The gradual expansion of Embry-Riddle Aeronautical University—Prescott’s College of Security and Intelligence (CSI) has seen the rise of numerous student organizations centered on security and intelligence work. Eagle Eye, one of the longest-running intelligence-focused organizations on ERAU’s Prescott campus, allows members to explore the world of intelligence writing and get a feel for a career in the field. 

Eagle Eye president Caitlyn Aaron, a sophomore in the Global Security and Intelligence Studies degree program, has already seen the benefits that the club provides. “The club is great for those who want to build on their analytic and writing skills,” Aaron said, later adding that the club is a good resume builder for students pursuing internships and careers in security and intelligence. Aaron also noted that most internships in the field require strong writing skills. She added that many recent graduates who were former Eagle Eye members have since found fulfilling careers within the intelligence community that utilize the same skills expounded in Eagle Eye. 
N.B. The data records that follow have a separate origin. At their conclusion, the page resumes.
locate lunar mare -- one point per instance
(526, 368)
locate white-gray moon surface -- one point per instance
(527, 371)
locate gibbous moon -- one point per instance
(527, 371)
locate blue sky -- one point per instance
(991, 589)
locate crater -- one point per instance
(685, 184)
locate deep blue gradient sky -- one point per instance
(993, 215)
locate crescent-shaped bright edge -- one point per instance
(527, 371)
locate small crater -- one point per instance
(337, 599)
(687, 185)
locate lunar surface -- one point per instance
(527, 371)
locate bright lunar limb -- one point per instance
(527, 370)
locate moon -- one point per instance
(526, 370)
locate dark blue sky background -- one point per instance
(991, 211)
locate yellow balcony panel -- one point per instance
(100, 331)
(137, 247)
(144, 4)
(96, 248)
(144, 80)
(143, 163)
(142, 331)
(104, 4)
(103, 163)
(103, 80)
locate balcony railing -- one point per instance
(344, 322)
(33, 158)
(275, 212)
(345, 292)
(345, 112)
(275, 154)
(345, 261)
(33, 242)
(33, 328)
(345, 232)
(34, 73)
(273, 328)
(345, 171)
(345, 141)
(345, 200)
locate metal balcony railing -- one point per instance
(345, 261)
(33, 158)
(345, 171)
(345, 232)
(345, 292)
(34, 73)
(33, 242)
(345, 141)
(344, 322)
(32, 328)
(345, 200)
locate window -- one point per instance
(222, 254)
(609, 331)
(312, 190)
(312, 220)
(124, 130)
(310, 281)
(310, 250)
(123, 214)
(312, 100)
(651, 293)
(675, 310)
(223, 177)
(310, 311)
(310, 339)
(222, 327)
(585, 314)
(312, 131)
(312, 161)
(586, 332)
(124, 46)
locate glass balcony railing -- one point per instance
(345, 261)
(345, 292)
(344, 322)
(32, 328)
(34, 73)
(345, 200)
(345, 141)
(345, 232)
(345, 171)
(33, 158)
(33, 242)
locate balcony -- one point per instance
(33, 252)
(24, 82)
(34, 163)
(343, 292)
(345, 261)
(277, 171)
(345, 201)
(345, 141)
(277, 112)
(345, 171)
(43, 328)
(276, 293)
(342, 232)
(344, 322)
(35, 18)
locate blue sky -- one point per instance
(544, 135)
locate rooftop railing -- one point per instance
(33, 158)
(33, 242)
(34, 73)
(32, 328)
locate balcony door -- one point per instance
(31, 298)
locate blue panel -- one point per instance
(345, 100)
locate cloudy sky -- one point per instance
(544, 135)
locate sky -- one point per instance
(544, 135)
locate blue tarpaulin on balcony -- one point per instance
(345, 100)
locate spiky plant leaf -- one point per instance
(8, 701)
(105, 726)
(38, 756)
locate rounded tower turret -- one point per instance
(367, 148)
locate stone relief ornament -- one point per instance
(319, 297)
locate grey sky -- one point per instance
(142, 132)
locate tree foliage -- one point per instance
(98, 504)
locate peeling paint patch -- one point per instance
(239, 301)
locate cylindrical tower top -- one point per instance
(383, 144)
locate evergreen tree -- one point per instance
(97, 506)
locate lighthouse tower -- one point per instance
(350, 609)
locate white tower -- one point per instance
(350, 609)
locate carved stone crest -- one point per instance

Eagle Eye’s Editor in Chief Christian Allen, a sophomore studying Global Security and Intelligence, denounced the misconception that the club is meant for students with already strong writing skills, or only for those wishing to work in the intelligence community. “We have engineering students who write for us,” Allen noted, explaining that the club focuses equally on building the skills of students at all ability levels while also delivering a formal intelligence publication.  

Eagle Eye members take on the mantle of “Subject Matter Expert” (SME) for a particular region of the world, such as the Former Soviet Bloc, or international topic, such as Terrorism. SME’s then research their subject and produce periodic situational reports or intelligence briefs. These reports and briefs are published on Eagle Eye’s website, which can be found at []. 

Aaron did note that many students believe that Eagle Eye is all work and no play. “People focus too much on the academic side of it,” she said, “but we’re more than just doing homework for fun.” Eagle Eye hosts numerous events throughout the academic year, including game nights, informational sessions, and faculty debates. The next faculty debate, which will feature CSI faculty discussing current events and trending topics, is scheduled for March 2018. 

Both Aaron and Allen stressed that Eagle Eye is open to students from any degree program with any level of writing proficiency. Students interested in learning more about the intelligence community or improving their own writing skills are encouraged to attend the club’s meetings every Tuesday at 6:30 p.m. in ERAU—Prescott’s building 17, room 134.